In [2]:
from trainer import CatDogTrainer
import tensorflow as tf

%load_ext autoreload
%autoreload 2

It's very important to notice that even in the original case validation accuracy is **higher** than training (and loss is lower).

# 1 - original training

Here we train the original model from [here](https://www.tensorflow.org/tutorials/images/transfer_learning).

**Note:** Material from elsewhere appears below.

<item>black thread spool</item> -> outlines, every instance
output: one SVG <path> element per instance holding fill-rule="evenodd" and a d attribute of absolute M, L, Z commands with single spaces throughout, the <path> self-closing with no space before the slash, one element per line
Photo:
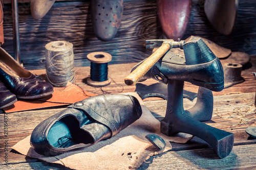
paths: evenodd
<path fill-rule="evenodd" d="M 87 55 L 91 62 L 91 77 L 87 78 L 87 83 L 92 86 L 102 87 L 110 84 L 111 80 L 108 77 L 108 63 L 112 56 L 104 52 L 94 52 Z"/>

We get very good accuracy on both train and validation sets (more than .9) after just 2-3 epochs.

In [3]:
trainer = CatDogTrainer(initial_epochs=3, model_type='mobile_net')

In [4]:
trainer.train()

Epoch 1/3
Epoch 2/3
Epoch 3/3


# 2 - resnet

Let's now change `MobileNetV2` to `resnet50` without changing anything else. Result are not bad for validation set but for some reason train accuracy is below than validation accuracy.

In [5]:
trainer = CatDogTrainer(initial_epochs=3, model_type='resnet50')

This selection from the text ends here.